Administrative info
MT2 tomorrow
Same location and policies as MT1
Cover through polling/LLN (Wednesday)
Review session
Today 6:30-8 in 320 Soda
Exams can be picked up from Soda front office
PA3 due Thursday
Review
Last time, we defined the joint distribution of two random variables
X, Y as the set of probabilities
Pr[X = a, Y =b]
for all possible values of a and b.
Then the set of vanilla probabilities
Pr[X = a]
is the marginal distribution of X.
The set of conditional probabilities
Pr[X = a | E]
given an event E is the conditional distribution of X given E.
Then we defined conditional expectation given E:
E(X | E) = ∑_{a ∈ A} a * Pr[X = a | E],
where A is the set of all possible values that X can take on.
The total expectation law is the expectation analogue of the total
probability rule. Given a random variable Y (or any partition of the
sample space), we have:
E(X) = ∑_{b∈B} Pr[Y=b] E(X|Y=b).
We then defined conditional independence for events A and B. A and B
are independent conditional on C if
Pr[A, B | C] = Pr[A|C] Pr[B|C].
Equivalently, A and B are independent given C if
Pr[A | B, C] = Pr[A|C].
This tells us that if we are given C, then knowing B occurred gives
us no information about whether or not A occurred.
Note that Pr[A|B|C] is meaningless, since what is to the right of
the bar determines our sample space. So in order to condition on two
events B and C, we condition on their intersection.
We can similarly define conditional independence for random
variables.
There are conditional versions of other probability rules as well.
(1) inclusion/exclusion
Pr[A∪B|C] = Pr[A|C] + Pr[B|C] - Pr[A,B|C]
(2) total probability rule
Pr[A|C] = Pr[A,B|C] + Pr[A,B|C]
= Pr[A|B,C] Pr[B|C] + Pr[A|B,C] Pr[B|C]
(3) Bayes' rule
Pr[A|B,C] = Pr[B|A,C] Pr[A|C] / Pr[B|C]
As an exercise, you may wish to prove some of these on your own.

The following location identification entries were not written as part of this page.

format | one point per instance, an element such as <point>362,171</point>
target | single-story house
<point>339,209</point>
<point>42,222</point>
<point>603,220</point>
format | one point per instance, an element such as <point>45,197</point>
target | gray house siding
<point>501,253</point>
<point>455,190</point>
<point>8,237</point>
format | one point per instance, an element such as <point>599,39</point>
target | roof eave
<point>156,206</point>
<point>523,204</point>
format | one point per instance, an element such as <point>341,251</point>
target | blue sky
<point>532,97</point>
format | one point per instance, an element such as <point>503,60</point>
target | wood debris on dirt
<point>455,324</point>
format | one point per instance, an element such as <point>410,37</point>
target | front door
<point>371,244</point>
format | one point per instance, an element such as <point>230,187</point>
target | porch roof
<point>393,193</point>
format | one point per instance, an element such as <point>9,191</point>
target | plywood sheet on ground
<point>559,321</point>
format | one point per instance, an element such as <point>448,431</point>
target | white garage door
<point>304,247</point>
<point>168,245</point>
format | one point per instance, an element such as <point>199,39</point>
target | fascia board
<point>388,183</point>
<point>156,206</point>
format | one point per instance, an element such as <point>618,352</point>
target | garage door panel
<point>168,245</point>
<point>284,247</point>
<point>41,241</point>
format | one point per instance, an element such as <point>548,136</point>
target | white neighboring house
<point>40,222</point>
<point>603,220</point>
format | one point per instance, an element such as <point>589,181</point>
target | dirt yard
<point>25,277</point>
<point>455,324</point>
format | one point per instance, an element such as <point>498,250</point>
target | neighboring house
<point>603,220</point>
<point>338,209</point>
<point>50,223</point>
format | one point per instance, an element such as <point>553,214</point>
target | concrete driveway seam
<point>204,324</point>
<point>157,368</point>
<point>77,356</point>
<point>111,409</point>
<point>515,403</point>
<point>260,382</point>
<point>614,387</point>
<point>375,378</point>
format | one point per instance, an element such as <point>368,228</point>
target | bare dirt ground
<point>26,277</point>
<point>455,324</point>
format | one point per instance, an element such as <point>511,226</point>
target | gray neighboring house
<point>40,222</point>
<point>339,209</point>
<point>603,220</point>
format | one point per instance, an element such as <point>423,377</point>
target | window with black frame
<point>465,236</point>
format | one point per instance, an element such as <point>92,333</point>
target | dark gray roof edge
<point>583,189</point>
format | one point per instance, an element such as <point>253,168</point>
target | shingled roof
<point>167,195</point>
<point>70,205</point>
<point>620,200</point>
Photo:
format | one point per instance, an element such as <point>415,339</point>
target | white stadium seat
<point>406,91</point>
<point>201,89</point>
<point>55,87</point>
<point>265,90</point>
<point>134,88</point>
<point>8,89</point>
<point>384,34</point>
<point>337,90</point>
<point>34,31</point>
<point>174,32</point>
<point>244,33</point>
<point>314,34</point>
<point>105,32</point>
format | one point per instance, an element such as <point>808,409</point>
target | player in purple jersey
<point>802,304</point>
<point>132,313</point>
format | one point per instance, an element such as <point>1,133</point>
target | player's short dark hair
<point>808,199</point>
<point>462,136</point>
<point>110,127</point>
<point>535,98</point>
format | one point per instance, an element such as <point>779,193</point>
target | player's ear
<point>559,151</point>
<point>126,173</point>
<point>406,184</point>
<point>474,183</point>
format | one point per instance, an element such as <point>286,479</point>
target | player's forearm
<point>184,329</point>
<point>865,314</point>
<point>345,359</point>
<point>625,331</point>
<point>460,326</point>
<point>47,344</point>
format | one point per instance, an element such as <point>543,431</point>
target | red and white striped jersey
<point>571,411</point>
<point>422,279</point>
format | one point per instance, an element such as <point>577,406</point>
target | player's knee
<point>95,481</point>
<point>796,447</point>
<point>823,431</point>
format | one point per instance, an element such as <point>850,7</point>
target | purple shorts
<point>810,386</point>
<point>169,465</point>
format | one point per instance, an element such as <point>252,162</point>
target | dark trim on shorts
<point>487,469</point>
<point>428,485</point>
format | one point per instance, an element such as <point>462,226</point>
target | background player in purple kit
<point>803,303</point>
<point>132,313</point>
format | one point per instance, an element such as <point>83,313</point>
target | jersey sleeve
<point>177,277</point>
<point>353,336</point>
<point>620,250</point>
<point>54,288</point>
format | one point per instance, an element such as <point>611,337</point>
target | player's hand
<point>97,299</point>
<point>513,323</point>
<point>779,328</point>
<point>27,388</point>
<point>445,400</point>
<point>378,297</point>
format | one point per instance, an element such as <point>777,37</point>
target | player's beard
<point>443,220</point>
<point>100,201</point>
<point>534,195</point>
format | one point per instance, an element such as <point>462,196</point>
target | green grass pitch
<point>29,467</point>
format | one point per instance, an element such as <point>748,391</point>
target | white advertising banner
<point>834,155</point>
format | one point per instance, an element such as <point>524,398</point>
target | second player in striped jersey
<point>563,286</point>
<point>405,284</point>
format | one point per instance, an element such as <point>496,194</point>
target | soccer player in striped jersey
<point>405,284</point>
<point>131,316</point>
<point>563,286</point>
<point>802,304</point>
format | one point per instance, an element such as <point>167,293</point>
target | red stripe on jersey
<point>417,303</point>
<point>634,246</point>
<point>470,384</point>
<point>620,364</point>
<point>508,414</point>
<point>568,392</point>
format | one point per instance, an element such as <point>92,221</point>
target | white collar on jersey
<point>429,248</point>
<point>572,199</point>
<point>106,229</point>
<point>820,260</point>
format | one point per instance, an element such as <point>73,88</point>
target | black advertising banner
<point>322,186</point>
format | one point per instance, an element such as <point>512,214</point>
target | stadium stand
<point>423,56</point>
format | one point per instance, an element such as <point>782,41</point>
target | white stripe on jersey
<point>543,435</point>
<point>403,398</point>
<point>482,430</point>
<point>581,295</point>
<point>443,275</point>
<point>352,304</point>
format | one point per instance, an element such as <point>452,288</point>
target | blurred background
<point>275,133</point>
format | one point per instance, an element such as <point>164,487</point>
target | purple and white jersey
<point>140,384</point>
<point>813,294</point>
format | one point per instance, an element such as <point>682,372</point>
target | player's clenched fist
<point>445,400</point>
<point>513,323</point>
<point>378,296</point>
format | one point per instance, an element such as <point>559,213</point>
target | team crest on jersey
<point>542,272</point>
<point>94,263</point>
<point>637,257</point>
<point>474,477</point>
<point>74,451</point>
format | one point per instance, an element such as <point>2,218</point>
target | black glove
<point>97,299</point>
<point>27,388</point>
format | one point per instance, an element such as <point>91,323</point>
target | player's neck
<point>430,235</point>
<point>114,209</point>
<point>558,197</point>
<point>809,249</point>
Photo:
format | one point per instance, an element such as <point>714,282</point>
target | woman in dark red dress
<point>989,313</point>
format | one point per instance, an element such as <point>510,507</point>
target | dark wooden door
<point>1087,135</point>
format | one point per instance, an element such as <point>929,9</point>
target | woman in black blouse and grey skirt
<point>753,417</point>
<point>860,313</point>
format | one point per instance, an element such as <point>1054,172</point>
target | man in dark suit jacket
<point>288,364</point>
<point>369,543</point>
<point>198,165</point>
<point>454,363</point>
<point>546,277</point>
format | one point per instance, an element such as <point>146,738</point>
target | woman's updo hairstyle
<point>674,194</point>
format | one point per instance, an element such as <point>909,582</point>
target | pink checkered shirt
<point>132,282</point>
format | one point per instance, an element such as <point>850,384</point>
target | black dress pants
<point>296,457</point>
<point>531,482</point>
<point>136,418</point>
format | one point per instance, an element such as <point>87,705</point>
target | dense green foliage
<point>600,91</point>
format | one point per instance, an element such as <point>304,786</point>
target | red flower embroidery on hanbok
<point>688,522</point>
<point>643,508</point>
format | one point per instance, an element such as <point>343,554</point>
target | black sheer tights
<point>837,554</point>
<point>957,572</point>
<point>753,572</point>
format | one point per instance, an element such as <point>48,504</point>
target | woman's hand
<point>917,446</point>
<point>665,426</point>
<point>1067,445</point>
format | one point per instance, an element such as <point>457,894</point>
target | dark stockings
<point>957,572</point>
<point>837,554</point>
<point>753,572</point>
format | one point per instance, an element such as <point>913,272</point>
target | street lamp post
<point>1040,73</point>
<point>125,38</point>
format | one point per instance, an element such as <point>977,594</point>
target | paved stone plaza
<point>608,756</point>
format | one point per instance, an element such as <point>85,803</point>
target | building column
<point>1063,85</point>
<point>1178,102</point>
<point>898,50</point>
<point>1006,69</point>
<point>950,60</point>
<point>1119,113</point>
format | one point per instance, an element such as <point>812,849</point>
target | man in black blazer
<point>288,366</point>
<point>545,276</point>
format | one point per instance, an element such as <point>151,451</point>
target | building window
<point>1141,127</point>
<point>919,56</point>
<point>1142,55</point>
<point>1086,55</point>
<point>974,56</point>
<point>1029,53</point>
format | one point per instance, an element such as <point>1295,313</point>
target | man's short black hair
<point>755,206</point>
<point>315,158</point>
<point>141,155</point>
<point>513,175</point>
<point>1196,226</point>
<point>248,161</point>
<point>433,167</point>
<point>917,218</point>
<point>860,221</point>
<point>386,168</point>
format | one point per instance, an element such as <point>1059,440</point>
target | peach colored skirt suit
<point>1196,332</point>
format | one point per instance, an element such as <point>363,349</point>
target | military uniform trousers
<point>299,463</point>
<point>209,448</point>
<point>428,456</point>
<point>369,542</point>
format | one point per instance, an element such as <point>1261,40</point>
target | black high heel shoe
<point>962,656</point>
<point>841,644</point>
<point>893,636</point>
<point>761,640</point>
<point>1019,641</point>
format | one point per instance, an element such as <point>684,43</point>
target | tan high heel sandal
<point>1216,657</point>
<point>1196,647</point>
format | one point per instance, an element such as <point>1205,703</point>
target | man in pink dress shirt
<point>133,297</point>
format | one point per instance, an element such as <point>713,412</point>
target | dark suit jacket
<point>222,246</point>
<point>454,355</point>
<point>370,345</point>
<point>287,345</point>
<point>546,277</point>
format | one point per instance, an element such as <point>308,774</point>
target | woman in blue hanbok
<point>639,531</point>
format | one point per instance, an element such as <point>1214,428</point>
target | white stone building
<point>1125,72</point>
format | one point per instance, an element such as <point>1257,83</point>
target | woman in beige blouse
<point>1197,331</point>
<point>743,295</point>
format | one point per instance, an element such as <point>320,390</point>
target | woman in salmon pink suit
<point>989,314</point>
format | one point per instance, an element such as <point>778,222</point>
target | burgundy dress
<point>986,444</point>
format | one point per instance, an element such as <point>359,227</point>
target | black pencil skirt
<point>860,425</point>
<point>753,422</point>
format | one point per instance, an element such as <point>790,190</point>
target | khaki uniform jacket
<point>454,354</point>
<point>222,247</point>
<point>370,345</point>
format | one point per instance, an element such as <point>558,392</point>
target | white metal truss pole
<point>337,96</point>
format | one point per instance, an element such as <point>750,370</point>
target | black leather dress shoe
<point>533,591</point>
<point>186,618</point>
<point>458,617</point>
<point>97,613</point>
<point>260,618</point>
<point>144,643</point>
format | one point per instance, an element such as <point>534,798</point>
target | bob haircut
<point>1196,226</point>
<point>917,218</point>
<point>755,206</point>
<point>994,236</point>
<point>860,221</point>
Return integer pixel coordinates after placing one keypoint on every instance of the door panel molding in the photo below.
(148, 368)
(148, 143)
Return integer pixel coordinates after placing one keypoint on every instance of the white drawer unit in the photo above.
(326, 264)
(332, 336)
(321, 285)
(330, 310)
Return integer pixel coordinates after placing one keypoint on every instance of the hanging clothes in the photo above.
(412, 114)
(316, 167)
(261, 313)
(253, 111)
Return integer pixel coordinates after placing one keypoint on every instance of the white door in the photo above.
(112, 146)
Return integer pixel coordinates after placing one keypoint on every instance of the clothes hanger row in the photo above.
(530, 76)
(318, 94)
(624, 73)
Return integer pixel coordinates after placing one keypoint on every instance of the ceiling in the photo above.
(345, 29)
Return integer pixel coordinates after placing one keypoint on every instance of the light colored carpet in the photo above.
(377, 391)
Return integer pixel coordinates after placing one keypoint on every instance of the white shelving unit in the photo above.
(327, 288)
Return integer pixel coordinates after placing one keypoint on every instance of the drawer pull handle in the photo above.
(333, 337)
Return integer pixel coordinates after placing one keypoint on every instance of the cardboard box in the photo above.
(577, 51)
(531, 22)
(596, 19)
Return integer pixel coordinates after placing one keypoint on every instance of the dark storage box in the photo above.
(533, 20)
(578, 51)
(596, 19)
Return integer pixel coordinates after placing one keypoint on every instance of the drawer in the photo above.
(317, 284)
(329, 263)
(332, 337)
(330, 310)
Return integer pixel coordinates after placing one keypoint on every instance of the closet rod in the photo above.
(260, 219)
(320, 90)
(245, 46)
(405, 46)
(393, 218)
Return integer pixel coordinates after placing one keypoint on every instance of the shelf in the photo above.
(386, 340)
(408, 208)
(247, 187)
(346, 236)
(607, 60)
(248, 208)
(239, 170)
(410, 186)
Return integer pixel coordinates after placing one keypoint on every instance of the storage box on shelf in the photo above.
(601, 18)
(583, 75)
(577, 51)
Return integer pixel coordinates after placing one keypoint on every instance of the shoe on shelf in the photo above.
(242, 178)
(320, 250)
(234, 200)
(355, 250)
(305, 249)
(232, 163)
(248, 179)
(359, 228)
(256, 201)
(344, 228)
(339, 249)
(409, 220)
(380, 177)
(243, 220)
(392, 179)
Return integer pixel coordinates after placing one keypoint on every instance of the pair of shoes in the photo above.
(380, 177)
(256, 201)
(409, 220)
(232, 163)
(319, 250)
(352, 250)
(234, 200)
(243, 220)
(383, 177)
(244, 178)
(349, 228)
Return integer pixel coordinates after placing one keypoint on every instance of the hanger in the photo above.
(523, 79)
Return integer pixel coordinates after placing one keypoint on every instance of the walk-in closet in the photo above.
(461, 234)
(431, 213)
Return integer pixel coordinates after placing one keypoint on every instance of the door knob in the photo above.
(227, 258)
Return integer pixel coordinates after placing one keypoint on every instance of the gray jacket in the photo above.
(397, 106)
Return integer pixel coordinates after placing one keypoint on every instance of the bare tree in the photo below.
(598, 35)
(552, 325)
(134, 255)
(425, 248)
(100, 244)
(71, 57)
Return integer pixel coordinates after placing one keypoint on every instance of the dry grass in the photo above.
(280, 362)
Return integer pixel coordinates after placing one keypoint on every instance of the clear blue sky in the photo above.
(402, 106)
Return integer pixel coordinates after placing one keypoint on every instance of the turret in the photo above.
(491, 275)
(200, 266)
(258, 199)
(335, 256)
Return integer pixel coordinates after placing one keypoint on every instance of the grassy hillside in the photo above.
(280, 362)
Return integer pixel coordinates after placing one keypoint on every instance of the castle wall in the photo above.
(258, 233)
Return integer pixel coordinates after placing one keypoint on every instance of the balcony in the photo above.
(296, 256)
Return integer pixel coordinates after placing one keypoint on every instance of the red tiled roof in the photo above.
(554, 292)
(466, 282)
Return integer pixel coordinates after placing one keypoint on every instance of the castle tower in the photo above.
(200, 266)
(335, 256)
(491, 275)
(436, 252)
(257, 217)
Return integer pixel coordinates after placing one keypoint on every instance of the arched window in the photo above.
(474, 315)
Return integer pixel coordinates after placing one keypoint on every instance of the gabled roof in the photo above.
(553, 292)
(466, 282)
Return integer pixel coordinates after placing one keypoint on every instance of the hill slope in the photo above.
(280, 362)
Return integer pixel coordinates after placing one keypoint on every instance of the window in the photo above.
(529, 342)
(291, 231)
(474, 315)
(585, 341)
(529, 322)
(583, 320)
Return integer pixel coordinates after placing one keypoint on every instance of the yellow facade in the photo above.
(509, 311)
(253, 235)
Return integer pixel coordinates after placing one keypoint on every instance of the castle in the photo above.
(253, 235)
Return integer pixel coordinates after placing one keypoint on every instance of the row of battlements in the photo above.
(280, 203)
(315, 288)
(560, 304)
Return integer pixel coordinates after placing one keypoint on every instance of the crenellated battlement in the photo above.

We now return to Bayesian inference, using the new probability tools
we have learned.
Inference
Suppose I have a friend who challenges me to a game of flipping
coins, where I win $1 if I correctly guess the outcome but lose $1
if I don't. I know that my friend has been to a website that sells n
different trick coins, each with a different probability p_i of
heads, but I'm not sure which of the coins he purchased. What should
I guess for the first flip? What should I guess for the second flip
if the first one comes up heads? The third flip if the first two are
both heads?
Let X be a random variable that is i if the coin that my friend is
using is the ith coin on the website. Since I have no idea which
coin he is using, the "prior" distribution of X is
Pr[X = i] = 1/n, i ∈ {1,2,...,n}.
Our goal is to refine these probabilities based on our observations.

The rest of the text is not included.